Outcomes cascade: Snapchat faces Texas predation claims; ByteDance’s TikTok ban pressures child features.
Meta’s Response
CEO Mark Zuckerberg called the verdict “misguided,” pledging appeals while touting teen protections: default private accounts, nudity blockers, and suicide report tools. Platforms already limit minors’ DMs from adults and cap addictive reels. Spokeswoman urged legislative clarity over “hindsight lawsuits.”
Stock dipped 2% post-verdict; analysts eye $500 million reserves for copycats.
Key Statistics and Data Tables
New Mexico user impacts:
| Platform | Under-18 Users | Violations Counted | Max Penalty Sought |
|---|---|---|---|
| 150,000 | 208,700 total | $1.04B | |
| 58,700 | $1.04B | ||
| Total | 208,700 | $2.08B |
Verdict breakdown:
| Violation | Finding | Penalty Portion |
|---|---|---|
| Deceptive Safety Claims | Liable | $200M |
| Mental Health Harms | Liable | $175M |
| Total | $375M |
National litigation pipeline:
| State | Target Platforms | Status |
|---|---|---|
| New Mexico | Meta | Verdict: $375M |
| California | Meta/YouTube | Jury deliberating |
| Texas | TikTok/Snap | Trial June 2026 |
| Multi-state | All majors | Discovery phase |
Meta safety investments (2025):
| Category | Spend ($B) | Actions Taken |
|---|---|---|
| AI Moderation | 3.5 | 99% CSAM blocks |
| Teen Tools | 1.2 | DM limits |
| Reporting | 0.3 | 24/7 teams |
Industry and Policy Ramifications
Verdict accelerates Section 230 reforms: bills mandate default minor protections, algorithm transparency. Platforms face audit mandates; advertisers eye boycotts. Meta accelerates EU-compliant features stateside.
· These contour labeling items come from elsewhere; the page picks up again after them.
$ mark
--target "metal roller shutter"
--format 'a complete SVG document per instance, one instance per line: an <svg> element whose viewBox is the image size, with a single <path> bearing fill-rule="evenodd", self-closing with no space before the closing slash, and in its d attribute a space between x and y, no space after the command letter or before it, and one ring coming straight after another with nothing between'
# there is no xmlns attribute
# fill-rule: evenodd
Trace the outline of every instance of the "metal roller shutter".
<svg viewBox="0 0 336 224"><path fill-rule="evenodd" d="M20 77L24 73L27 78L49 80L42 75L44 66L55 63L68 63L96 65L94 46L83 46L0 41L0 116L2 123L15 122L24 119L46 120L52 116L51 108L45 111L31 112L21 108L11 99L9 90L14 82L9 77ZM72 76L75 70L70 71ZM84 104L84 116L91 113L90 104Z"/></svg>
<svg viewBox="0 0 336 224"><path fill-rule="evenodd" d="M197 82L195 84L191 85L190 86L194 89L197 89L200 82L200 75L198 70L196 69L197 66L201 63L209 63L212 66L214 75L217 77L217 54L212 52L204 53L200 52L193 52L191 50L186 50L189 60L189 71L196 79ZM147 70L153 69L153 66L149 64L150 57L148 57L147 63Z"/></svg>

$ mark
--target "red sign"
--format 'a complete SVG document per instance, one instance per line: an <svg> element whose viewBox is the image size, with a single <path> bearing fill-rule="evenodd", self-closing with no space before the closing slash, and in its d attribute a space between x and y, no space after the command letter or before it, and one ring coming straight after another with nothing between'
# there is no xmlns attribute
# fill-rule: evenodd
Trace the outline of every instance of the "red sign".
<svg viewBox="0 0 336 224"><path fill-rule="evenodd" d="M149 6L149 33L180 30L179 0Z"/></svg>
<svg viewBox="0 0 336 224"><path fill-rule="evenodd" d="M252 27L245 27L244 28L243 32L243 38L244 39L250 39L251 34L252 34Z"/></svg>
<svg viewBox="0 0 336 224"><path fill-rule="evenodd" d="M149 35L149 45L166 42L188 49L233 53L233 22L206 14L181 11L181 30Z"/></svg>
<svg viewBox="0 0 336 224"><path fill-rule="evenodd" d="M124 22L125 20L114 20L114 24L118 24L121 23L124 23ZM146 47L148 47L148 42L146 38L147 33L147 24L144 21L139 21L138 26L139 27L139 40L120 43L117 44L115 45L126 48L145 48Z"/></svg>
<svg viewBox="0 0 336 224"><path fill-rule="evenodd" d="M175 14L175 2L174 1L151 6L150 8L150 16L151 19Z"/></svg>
Experts predict $10B+ industry penalties by 2028, spurring self-regulation or consolidation.
Global Context
Australia’s 2025 Online Safety Act fines platforms for harms; UK’s Age Assurance mandates verification. EU’s DSA enforces risk assessments; Brazil probes similar suits. U.S. lags but accelerates post-verdict.
Conclusion
New Mexico’s $375 million hammer shatters Meta’s impunity facade, validating fears of algorithm-fueled child harms. As copycat cases proliferate, 2026 redefines social media liability—profits yield to protections in the courts of law and public opinion.

Abhinav Jain is a legal researcher and writer passionate about simplifying complex laws for everyday readers. With a keen interest in Indian constitutional, civil, and digital laws, he focuses on creating accessible, well-researched articles that promote legal awareness among students, professionals, and citizens alike.